Minimum redundancy maximum relevance (mRMR) feature selection #2547

Closed
wants to merge 10 commits into
from

Projects

None yet

7 participants

@AndreaBravi

Hi!

I have created a new class computing the mRMR filtering feature selection.

pep8, pyflakes and nosetests run succesfully on the submitted code.

I am planning to create the documentation for this class as soon as I receive your approval.

Thanks!

Andrea

@coveralls

Coverage Status

Coverage remained the same when pulling 62cf55b on AndreaBravi:mRMR into d43a767 on scikit-learn:master.

@larsmans larsmans and 1 other commented on an outdated diff Oct 26, 2013
sklearn/feature_selection/multivariate_filtering.py
+ redundancy : array, shape=[n_features]
+ Redundancy of all the features
+ rule : string, default='diff'
+ Rule to combine relevance and redundancy, either
+ 'diff' - difference between the two
+ 'prod' - product between the two
+ X : array, shape=[n_samples, n_features]
+ Input dataset, must be either integer or categorical
+ y : array, shape=[n_samples]
+ Label vector, must be either integer or categorical
+
+ Methods
+ -------
+ _compute_mRMR(X, y)
+ Computes the minimal relevance maximal redundancy of each feature
+ returning mask and score
@larsmans
larsmans Oct 26, 2013

The docstring should never refer to private methods.

@larsmans larsmans and 1 other commented on an outdated diff Oct 26, 2013
sklearn/feature_selection/multivariate_filtering.py
+ """
+ M = X.shape[1] # Number of features
+ self.n_features = M
+
+ # Computation of relevance and redundancy
+ relevance = np.zeros(M)
+ redundancy = np.zeros([M, M])
+ for m1 in range(0, M):
+ relevance[m1] = mutual_info_score(X[:, m1], y)
+ for m2 in range(m1+1, M):
+ redundancy[m1, m2] = mutual_info_score(X[:, m1],
+ X[:, m2])
+ redundancy[m2, m1] = redundancy[m1, m2]
+
+ self.relevance = relevance
+ self.redundancy = redundancy
@larsmans
larsmans Oct 26, 2013

Please postpone setting instance attributes until after the algorithm has succeeded.
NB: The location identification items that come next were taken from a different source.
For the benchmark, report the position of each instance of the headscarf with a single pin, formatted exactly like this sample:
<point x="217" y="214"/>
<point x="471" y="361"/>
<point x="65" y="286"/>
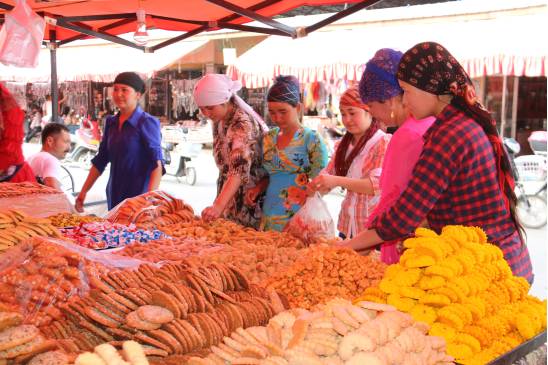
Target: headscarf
<point x="132" y="80"/>
<point x="11" y="130"/>
<point x="428" y="66"/>
<point x="379" y="82"/>
<point x="351" y="97"/>
<point x="285" y="90"/>
<point x="216" y="89"/>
Otherwise, the estimator winds up in an inconsistent state (some attributes set, but not usable).

@larsmans larsmans and 1 other commented on an outdated diff Oct 26, 2013
sklearn/feature_selection/multivariate_filtering.py
+
+ self.X = X
+ self.y = y
+ self.mask, self.score = self._compute_mRMR(X, y)
+ return self
+
+ def _get_support_mask(self):
+ """
+ Returns
+ -------
+ support : array, dype=bool, shape=[n_features]
+ Boolean mask with True the selected features
+ """
+
+ support = np.zeros(self.n_features, dtype=bool)
+ support[[self.mask]] = True
@larsmans
larsmans Oct 26, 2013

What do the extra brackets do?

@AndreaBravi
AndreaBravi Oct 29, 2013

Nothing! Removed them

@amueller
scikit-learn member

It would be cool to have an example that compares this method with univariate selection and RFE.

@amueller
scikit-learn member

This looks good, thanks. I am not totally convinced by the tests, though. I am not familiar with the method but it would be good if the expected result from the model could be computed in an easy way. Currently it looks like the scores are some magic numbers and I don't know what they mean.

@AndreaBravi

Nice suggestion! I will insert that kind of example in the documentation, as soon as I get familiar with sphinx.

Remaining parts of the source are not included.